With most elementary and secondary schools closed across the nation, states and school districts are facing increased costs as they deal with the safety and health issues related to coronavirus. At the same time, they must continue to help address the basic needs of students and develop plans for providing online learning for all students, including students with disabilities, English language learners and students experiencing homelessness. In addition, college students facing closed campuses and the transition to distance education are dealing with increased costs and challenges meeting basic needs like housing and food.
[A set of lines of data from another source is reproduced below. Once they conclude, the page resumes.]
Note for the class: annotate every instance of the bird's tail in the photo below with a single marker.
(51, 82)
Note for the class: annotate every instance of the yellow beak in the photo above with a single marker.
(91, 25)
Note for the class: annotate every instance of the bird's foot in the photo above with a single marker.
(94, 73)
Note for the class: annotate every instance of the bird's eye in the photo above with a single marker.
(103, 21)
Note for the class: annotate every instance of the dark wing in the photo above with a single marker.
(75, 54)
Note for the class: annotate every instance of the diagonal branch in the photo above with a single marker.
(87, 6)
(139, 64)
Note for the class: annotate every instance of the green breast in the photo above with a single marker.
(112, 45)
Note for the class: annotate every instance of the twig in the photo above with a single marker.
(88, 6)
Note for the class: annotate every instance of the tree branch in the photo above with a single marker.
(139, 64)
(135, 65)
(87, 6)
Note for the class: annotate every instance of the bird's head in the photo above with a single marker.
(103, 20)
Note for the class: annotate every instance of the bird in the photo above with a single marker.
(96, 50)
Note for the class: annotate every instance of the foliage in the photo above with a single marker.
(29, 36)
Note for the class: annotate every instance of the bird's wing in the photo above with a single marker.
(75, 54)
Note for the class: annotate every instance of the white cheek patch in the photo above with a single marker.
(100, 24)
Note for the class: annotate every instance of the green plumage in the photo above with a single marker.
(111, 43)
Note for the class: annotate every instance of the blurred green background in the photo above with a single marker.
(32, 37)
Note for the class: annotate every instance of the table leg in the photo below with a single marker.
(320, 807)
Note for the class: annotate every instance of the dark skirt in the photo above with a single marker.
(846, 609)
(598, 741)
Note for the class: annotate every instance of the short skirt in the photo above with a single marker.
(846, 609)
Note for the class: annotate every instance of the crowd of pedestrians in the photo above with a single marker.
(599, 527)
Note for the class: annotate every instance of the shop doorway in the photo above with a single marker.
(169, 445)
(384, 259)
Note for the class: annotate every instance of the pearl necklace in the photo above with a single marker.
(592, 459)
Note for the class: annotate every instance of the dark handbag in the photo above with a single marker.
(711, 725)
These flexible funds will be available to help address these needs. Funds include:

  • $13.5 billion will be awarded to states for elementary and secondary education, with 90 percent of this additional funding given to school districts to use the money for a variety of purposes to respond to the outbreak, including helping K-12 schools provide meals for students that need them, improving access to technology for students who need it, providing after school care for parents on the front lines of this crisis and providing resources to support mental health needs.
  • $14.25 billion will be available for higher education emergency relief to deliver emergency financial aid to struggling college students, provide funding for meals and housing for students that need them; ensure access to technology and course materials, and support child care for student parents.
  • $3 billion will go to state governors to provide emergency support to local education agencies and institutions of higher education most significantly impacted by coronavirus.